We’d only had time to test it with two loads before the storm came in on Friday, but the bicycle worked well, in its own crude way. In the 1924 expedition, Sherpas had dropped ropes to haul loads up the chimney Mallory had climbed in the final 200-foot ice wall, but the loads had to be fairly light. Pedaling with one’s legs and feet, with leverage gained through reduction gears, was infinitely easier than using one’s back and arms, and the loads tied onto the continuously circulating 400-foot strand of Deacon’s Miracle Rope could weigh up to fifty or sixty pounds. The bicycle was serious exercise above 23,000 feet, there was no denying that, but we’d each tried it out, and with two men—one to pedal and the other to untie and dump the loads as they came up to the level of the ice shelf—moving entire tons of materiel up to the North Col was now a real possibility, without endless lines of load- hauling Sherpas gasping and wheezing and constantly resting on the rope ladder or fixed ropes.

“If I’d just been able to haul in a small petrol-powered generator,” said Jean-Claude.

But J.C. is ill and recovering lower today, so it is just Reggie and me working our way up the slabs toward sunrise and Camp V this fine Sunday morning. The last thing Jean-Claude whispered to me before we left camp, Reggie yards away and preoccupied with getting the flow valve working right on her hissing oxygen set, was —“Besides, mon ami, the Deacon, Tenzing, and Tejbir put only two small two-man tents up at Camp Five. With my luck, I’d end up sleeping alone.”

Reggie and I haven’t roped up and I’m not sure why. I suppose it is because the first few hundred yards up the snowfields from the North Col were just a kick-step exercise, and above that we’ve been on these damned black granite slabs that require little more than giant steps up very high curbs to ascend. The few aretes and serious rock outcroppings we’ve come up against on the ridgeline are easily avoided by traversing out onto the equally downward-tilting granite slabs of the North Face until we’ve climbed up and around the rock outcroppings and moved back left to the broad ridgeline.

This is not to say that a fall from this North Ridge—or what the Deacon sometimes calls the North East Shoulder (as opposed to the North East Ridge far above that leads to the summit)—would not be a serious problem.

The winds are intermittent this predawn morning, unlike the constant gales that the Deacon and his two Sherpas encountered on Friday. Those three had been forced to lean forward into the hurricane-force wind so far that their heads were lower than their knees and their noses almost touching the rock slabs in front of them. Reggie and I can walk hunched forward just slightly—like French and British infantry I’ve heard about at the Battle of the Somme leaning forward as if into a wind while walking into enemy machine gun fire—but the occasional gust rocks us back on our heels and makes us pinwheel our arms for balance. Of course, a backwards topple here will be one hell of a topple. At one place on the ridge, the winds suddenly seem to batter us from both directions at once, and Reggie has to fall forward, her mittened hands seeking a grip on the icy slab in front of her, rather than let the wind tumble her backward for a long, long, long fall.

We should be roped up. I know it—every bit of mountaineering sense and experience I have tells us that we should—but for some reason I can’t seem to suggest it to her or insist upon it. Maybe it seems like too personal a suggestion.
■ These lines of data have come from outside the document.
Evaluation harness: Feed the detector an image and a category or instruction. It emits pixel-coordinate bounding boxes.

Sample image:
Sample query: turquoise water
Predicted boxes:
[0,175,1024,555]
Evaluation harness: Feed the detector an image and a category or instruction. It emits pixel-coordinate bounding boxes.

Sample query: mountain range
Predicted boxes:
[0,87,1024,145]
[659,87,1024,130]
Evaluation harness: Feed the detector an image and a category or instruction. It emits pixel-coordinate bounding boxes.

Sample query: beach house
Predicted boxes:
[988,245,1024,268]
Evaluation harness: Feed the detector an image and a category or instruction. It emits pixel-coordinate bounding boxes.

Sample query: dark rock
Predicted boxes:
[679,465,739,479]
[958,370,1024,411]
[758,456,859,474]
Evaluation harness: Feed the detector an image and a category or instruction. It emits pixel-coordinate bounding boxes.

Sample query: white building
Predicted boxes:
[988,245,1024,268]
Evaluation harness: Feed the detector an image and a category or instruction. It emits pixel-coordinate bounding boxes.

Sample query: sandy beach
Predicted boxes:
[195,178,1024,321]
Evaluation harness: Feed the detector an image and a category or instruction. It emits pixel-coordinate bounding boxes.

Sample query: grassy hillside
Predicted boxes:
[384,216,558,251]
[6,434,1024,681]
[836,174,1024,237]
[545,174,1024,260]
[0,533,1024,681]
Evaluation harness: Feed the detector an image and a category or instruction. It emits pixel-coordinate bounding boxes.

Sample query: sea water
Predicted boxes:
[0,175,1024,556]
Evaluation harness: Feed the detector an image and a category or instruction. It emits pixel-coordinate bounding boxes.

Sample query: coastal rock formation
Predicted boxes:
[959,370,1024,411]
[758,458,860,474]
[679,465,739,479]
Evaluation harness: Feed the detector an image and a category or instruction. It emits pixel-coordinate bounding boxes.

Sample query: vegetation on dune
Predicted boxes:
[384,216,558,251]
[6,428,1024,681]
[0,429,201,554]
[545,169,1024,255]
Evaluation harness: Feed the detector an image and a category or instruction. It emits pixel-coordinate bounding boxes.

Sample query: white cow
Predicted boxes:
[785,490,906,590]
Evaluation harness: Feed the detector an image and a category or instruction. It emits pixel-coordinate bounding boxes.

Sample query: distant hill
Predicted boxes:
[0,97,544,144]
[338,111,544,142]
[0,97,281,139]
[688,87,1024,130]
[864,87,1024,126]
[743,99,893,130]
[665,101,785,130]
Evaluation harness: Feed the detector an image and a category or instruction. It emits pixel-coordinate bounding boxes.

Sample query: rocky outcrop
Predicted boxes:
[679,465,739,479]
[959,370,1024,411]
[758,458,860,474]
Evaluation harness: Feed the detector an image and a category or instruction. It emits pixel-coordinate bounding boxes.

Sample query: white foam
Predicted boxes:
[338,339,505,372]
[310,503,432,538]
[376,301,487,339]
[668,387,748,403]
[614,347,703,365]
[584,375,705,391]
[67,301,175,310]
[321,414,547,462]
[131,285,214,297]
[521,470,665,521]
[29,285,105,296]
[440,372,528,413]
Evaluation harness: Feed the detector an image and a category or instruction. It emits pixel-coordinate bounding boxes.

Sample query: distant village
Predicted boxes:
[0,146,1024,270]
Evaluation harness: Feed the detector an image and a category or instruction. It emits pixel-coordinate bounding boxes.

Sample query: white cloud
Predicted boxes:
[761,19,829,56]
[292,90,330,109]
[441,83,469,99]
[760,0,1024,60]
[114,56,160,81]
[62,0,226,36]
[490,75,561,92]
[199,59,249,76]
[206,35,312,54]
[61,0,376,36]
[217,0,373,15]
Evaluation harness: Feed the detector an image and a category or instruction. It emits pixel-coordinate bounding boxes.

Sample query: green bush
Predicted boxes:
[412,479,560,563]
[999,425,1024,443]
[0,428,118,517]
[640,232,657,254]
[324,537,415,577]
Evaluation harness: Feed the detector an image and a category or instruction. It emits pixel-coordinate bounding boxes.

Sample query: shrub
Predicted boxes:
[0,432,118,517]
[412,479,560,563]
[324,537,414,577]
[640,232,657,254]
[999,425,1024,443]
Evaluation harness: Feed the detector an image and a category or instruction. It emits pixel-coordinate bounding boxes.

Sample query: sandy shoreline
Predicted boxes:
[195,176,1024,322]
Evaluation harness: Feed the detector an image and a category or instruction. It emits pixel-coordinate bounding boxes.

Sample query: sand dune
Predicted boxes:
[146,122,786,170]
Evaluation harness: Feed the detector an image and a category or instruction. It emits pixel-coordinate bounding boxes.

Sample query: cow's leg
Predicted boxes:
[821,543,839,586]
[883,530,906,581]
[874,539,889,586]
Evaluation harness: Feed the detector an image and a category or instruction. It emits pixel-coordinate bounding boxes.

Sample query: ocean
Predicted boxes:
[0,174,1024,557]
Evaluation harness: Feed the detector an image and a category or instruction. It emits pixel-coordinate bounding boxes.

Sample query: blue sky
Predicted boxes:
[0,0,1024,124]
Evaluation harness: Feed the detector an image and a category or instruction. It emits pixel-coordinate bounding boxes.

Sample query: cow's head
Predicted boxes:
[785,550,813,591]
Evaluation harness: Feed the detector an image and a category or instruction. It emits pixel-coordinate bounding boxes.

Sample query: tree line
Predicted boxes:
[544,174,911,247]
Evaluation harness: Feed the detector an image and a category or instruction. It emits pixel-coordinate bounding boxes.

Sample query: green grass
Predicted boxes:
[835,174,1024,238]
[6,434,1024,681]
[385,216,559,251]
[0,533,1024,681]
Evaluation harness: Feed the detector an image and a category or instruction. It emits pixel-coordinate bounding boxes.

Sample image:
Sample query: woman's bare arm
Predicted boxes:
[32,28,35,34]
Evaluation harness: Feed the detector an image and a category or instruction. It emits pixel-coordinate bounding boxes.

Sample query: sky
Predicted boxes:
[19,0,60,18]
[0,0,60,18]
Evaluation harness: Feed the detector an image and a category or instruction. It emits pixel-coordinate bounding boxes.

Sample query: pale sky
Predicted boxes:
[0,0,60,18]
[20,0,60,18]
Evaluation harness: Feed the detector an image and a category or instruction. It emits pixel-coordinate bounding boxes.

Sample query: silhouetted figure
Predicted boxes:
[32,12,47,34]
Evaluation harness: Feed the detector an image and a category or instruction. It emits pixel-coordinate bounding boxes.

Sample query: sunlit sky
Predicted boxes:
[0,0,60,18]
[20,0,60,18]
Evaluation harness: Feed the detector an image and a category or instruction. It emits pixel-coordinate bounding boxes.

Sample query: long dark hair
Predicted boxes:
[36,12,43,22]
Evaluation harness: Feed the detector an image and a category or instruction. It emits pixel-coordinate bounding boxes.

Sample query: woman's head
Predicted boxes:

For the first time, I appreciate the problem that the Deacon and his two Sherpas—and both the high- climbing British expeditions before this—had dealt with in finding a place for tents. To our right, the west, the edges of the steep ridge and the North Face itself are exposed to the full force of the near-constant winds perpetually blowing from the northwest. A tent wouldn’t survive an hour there. But there is no flat place to pitch a tent, even a small tent, on the west side of the North Ridge at any rate.